Suite et fin de l’entretien avec Louis Allard dont le Château Sigognac 2021 fait l’objet de la 8ème Cuvée Spéciale Mtonvin tirée exclusivement à quelques milliers d’exemplaires.

Comment avez-vous envisagé et exercé votre métier lorsque vous avez décidé de reprendre la propriété?
Ma vie commence à Paris et continue pendant cinq ans à Bordeaux pour des études de droit en vue d’y exercer le notariat. En 2009 mon père vend sa société (Téléperformance) et voulant renouer avec les origines familiales — une souche médocaine d’arrière grands-parents à Moulis —, achète cette ancienne ferme du XVIème, 50 hectares entourés de bois dont 40 de vignes. Site magnifique mais propriété en mauvais état, il faut tout rependre. J’ai alors 25 ans, mon cœur balance, c’est maintenant ou jamais… et je bifurque du notariat vers la viticulture.
Tout est à refaire, à la vigne, au chai, sur les vins, sur l’activité commerciale. Je décide de ne pas reprendre d’études en œnologie, on engage Stéphanie Lebaron pour gérer l’intérim, et je me mets à la vigne pendant trois ans pour comprendre le fonctionnement du vignoble, assimiler le métier de A à Z en touchant à tout, et me fixer une idée de ce que je veux faire. En 2012 je parcours la France et l’étranger pour installer un réseau commercial et en 2014 je m’installe comme viticulteur à plein temps.
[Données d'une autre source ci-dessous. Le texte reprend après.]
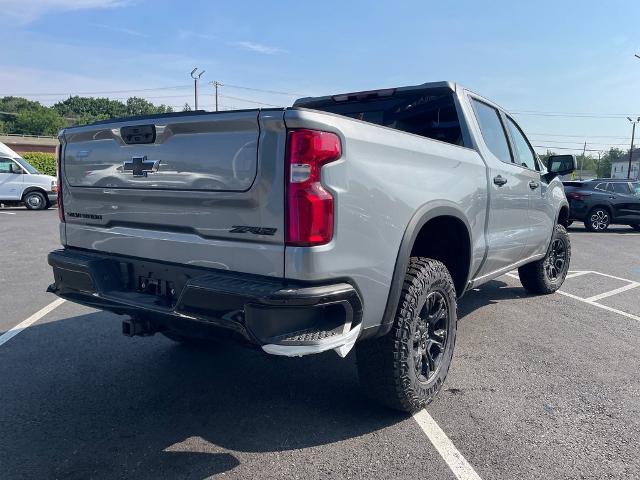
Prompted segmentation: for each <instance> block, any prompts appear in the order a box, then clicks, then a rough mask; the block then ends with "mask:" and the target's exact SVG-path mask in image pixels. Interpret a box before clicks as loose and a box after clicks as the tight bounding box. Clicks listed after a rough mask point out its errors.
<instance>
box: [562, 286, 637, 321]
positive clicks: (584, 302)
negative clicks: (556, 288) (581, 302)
mask: <svg viewBox="0 0 640 480" xmlns="http://www.w3.org/2000/svg"><path fill="white" fill-rule="evenodd" d="M556 293H559V294H560V295H564V296H565V297H569V298H573V299H574V300H579V301H581V302H584V303H586V304H587V305H593V306H594V307H598V308H602V309H603V310H608V311H609V312H613V313H617V314H618V315H623V316H625V317H627V318H631V319H633V320H635V321H637V322H640V317H639V316H637V315H634V314H632V313H627V312H625V311H623V310H618V309H617V308H613V307H608V306H607V305H602V304H601V303H597V302H593V301H588V300H587V299H586V298H582V297H578V296H577V295H572V294H570V293H567V292H563V291H562V290H558V291H557V292H556Z"/></svg>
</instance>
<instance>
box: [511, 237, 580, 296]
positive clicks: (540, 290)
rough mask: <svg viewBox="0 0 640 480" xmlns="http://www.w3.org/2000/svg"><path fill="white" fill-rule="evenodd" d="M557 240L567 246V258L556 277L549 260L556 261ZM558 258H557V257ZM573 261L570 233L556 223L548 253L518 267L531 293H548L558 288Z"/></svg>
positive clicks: (565, 258)
mask: <svg viewBox="0 0 640 480" xmlns="http://www.w3.org/2000/svg"><path fill="white" fill-rule="evenodd" d="M556 241H561V242H563V243H564V246H565V258H564V264H563V265H562V269H561V271H560V272H559V273H558V275H557V276H556V277H555V278H552V276H550V275H549V262H552V261H554V257H553V255H554V252H553V247H554V243H555V242H556ZM556 260H557V258H556ZM570 262H571V242H570V240H569V234H568V233H567V230H566V229H565V228H564V227H563V226H562V225H556V228H555V231H554V233H553V238H552V239H551V244H550V245H549V249H548V250H547V254H546V255H545V257H544V258H543V259H541V260H538V261H535V262H531V263H527V264H526V265H523V266H522V267H520V268H519V269H518V275H519V276H520V282H521V283H522V286H523V287H524V288H525V290H527V291H528V292H529V293H534V294H537V295H546V294H549V293H553V292H555V291H556V290H558V289H559V288H560V287H561V286H562V283H563V282H564V279H565V278H566V276H567V272H568V271H569V263H570Z"/></svg>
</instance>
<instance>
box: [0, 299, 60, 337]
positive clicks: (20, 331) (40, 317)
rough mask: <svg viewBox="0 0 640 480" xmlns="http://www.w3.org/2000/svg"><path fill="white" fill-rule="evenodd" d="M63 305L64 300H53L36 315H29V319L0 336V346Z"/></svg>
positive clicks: (5, 332) (20, 322)
mask: <svg viewBox="0 0 640 480" xmlns="http://www.w3.org/2000/svg"><path fill="white" fill-rule="evenodd" d="M63 303H64V300H63V299H62V298H58V299H57V300H54V301H53V302H51V303H50V304H49V305H47V306H46V307H44V308H42V309H40V310H38V311H37V312H36V313H34V314H33V315H31V316H30V317H29V318H27V319H26V320H24V321H23V322H20V323H19V324H18V325H16V326H15V327H13V328H12V329H10V330H7V331H6V332H4V333H3V334H2V335H0V345H3V344H5V343H7V342H8V341H9V340H11V339H12V338H13V337H15V336H16V335H17V334H19V333H20V332H21V331H23V330H24V329H26V328H27V327H29V326H30V325H32V324H34V323H35V322H37V321H38V320H40V319H41V318H42V317H44V316H45V315H46V314H47V313H49V312H52V311H53V310H55V309H56V308H58V307H59V306H60V305H62V304H63Z"/></svg>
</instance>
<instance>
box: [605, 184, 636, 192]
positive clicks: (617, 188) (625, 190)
mask: <svg viewBox="0 0 640 480" xmlns="http://www.w3.org/2000/svg"><path fill="white" fill-rule="evenodd" d="M609 185H612V186H613V191H614V192H615V193H624V194H629V193H631V192H630V191H629V184H627V183H622V182H621V183H610V184H609Z"/></svg>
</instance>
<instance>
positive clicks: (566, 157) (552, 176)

Des raisins et des enfants

Quelle réorganisation avez-vous entrepris depuis votre arrivée sur le terrain?
Cela fait maintenant six ans que nous ne faisons plus ni amendement ni traitements à la vigne et elle se porte très très bien. La conséquence est une petite baisse de rendement, raisonnable, à 35-40 hl/ha (l’appellation Médoc en autorise 55) qui permet une bonne concentration: produire un peu moins mais mieux, sans tirer sur la vigne relativement âgée, jusqu’à 80 ans pour certains pieds (5 500 / hectare). Nous ne cherchons pas à arracher et replanter, mais plutôt à boucher au fur et à mesure les trous laissés par les ceps cassés ou morts. Car les vieux ceps apportent la mémoire, de la sagesse aux tannins, et la structure; les pieds matures entre 15 et 40 ans donnent la force et l’énergie; et les enfants entre 5 et 15 ans assurent la relève en apportant la fraîcheur de leur jeunesse. Nous procédons par sélection parcellaire un peu comme les climats en Bourgogne et chaque parcelle est considérée comme un village.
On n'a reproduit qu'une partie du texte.